Heading into 2019, Rob Fuller will be taking the LFR brand and team into the new year with not only the drive to win, but a strong focus on R&D and customer support to continue its winning tradition. New designs and product development will be in the works at the LFR location in West Boylston, Mass.
“It’s not who has the most cars wins,” said Fuller. “We are more focused on R&D, higher end design, and winning. We expect our cars to win, and I want to do everything I can to help our customers do that. If we sold cars to every team that called wanting one, we would be back where we were three years ago. Our cars are not for the masses and are more expensive in general. I have been the owner of a company that manufactures 100 plus chassis per year, and it is not the direction I would like to go at this stage of my life. While they are busy manufacturing cars for people they barely know, we will be at tracks conducting team LFR test sessions and wrapping up our Gen 2 and Gen 3 designs in 2019.”
“You can only be in so many places at one time” continued Fuller. “LFR cars finished 1, 2 and 3 in the championship points standings and won over half the races on the tour so we expect to continue that level of dominance. The tour is a great place to judge performance. NASCAR does a great job policing the series to provide a level playing field which is tough to accomplish these days so my hats off to Jimmy (Wilson, NASCAR Series Director) and his team.”
Dave Sapienza is a new addition to the LFR team in 2019. Sapienza had career-best qualifying and finish in his first-ever start in the LFR car he purchased and has since ordered another brand new LFR car for 2019.
“That’s huge,” explains Fuller. “Guys like Dave are a perfect example of why I do this. He has a spring in his step now, their guys are more motivated than ever, and that’s something money can’t buy. That’s what I enjoy the most when I can share my engineering background with guys that want to just race modifieds and have fun.”
In 2018, Rob Fuller Motorsports ran a full-time in-house car for driver Chase Dowling, who secured his first-career win and finished second in championship points.
“We are not running full time this year out of my shop, so we have a lot of plans for R&D on our chassis and some new designs coming out,” said Fuller. “Having an in-house car and being at the race track all the time with customers is vital to be the best. Companies can look at what we do and generate a similar piece, that’s to be expected, but they will always be a step behind us on track. We are years ahead with the direction the Modifieds are headed with set ups and shock valvings and vehicle dynamics in general. While the others manufacture what we are having success with, we will be moving on to the next level of design and performance to keep them chasing.”

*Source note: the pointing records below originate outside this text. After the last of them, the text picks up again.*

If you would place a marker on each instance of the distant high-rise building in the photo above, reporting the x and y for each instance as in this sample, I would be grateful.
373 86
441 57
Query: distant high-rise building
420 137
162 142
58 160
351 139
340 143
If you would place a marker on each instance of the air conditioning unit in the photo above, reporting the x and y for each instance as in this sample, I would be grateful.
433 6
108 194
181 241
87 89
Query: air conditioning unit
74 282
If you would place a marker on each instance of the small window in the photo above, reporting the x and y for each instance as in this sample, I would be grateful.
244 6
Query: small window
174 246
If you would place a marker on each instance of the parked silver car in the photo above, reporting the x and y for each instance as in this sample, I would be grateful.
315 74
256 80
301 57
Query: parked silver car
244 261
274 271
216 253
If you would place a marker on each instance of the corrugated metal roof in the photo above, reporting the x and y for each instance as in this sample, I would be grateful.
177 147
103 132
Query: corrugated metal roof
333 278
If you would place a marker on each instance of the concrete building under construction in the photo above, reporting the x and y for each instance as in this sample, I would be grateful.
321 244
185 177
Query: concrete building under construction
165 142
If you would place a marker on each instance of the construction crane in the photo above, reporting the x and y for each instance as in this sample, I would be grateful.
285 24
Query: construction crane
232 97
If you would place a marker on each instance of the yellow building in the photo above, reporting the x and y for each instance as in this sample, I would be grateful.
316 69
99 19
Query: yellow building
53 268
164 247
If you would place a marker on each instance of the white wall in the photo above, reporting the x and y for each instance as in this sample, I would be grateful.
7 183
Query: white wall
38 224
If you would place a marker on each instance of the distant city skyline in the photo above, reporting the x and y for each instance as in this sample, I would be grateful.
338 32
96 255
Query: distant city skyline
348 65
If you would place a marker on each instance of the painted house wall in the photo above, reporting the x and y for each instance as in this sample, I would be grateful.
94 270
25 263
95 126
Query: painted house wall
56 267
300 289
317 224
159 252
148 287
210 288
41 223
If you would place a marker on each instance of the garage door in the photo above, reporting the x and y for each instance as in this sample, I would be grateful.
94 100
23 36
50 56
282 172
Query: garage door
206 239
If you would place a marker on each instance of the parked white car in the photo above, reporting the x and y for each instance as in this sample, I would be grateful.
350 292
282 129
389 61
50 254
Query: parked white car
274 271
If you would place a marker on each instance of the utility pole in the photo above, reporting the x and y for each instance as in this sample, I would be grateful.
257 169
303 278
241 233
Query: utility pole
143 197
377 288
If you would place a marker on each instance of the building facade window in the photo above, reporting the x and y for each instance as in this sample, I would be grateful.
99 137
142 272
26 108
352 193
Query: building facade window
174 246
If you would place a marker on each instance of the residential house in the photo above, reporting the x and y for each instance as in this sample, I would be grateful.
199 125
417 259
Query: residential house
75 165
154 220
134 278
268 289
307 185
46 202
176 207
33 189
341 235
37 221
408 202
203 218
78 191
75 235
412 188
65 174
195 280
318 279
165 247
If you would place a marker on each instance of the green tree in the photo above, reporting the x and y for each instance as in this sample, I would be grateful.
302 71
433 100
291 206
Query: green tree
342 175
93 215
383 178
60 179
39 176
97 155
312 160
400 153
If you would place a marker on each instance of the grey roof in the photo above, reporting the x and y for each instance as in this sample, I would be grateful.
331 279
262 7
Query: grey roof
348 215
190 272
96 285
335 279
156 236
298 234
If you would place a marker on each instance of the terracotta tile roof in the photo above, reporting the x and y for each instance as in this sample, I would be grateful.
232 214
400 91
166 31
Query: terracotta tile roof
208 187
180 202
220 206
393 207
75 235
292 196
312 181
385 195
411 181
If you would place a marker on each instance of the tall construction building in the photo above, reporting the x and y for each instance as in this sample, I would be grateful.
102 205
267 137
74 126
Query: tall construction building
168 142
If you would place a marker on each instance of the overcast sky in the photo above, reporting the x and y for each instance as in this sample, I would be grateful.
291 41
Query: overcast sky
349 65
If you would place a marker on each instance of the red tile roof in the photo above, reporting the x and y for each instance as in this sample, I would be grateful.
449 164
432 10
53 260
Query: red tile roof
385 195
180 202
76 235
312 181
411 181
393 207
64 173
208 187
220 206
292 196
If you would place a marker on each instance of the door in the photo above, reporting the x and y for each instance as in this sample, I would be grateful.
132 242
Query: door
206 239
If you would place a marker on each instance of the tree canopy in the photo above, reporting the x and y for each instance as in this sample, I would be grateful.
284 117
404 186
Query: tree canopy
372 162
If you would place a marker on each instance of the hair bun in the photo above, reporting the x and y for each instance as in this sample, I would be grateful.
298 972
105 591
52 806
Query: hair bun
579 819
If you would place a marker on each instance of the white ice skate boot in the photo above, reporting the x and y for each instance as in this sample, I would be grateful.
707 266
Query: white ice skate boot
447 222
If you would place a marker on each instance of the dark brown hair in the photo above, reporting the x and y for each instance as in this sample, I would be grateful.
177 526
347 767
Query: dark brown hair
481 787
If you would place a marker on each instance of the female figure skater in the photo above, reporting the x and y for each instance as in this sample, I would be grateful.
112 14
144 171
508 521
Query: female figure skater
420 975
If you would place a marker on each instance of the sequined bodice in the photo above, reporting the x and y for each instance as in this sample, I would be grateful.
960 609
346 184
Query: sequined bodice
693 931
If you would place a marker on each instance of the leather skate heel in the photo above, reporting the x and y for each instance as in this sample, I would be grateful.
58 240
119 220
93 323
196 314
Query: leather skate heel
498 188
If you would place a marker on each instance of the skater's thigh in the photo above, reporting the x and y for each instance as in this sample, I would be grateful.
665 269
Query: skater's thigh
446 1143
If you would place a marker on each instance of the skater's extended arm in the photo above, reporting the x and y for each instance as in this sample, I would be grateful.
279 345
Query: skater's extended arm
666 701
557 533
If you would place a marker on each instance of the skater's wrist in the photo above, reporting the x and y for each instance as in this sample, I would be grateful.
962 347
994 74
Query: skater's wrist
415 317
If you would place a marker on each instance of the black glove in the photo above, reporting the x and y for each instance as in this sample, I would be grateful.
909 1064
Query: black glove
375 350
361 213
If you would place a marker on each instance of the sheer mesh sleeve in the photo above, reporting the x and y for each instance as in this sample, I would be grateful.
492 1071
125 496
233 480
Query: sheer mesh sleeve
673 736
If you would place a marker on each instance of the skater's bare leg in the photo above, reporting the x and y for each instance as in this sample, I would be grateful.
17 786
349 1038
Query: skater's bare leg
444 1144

“That’s what makes this sport great…competition,” continued Fuller. “These Modified racers are extremely intelligent and experienced. They want someone they can listen to and respect when they want to bounce ideas off a chassis company, not someone who hasn’t been there or done that, if you will.”
LFR owner Rob Fuller expects to debut their Gen 2 Chassis design in early 2019. The complete redesigned Gen 3 Chassis will be scheduled to debut towards the end of 2019.
“The Gen 2 will consist of simple bolt on changes with minor chassis changes,” explained Fuller. “It is very similar to my Draco Spring line. You cannot show your hand early in the game knowing the response will be duplication. We always have something on the horizon in regard to better designs for that reason alone. The large spring manufactures cannot keep up on design changes because of mass production processes which has provided an edge for Draco as well. The same applies to any competitive industry. There is a market for both for sure, but we will never go back there as long as I continue to own the company. The overhead, expense and just stress alone in heading down that road just isn’t fun and if I’m not having fun I simply won’t do it. I am extremely happy with where we are today as a company, and we will continue to maintain some of the best teams in racing and evolve in a manner that will keep us on top. Look for LFR to maintain its level of dominance in 2019!”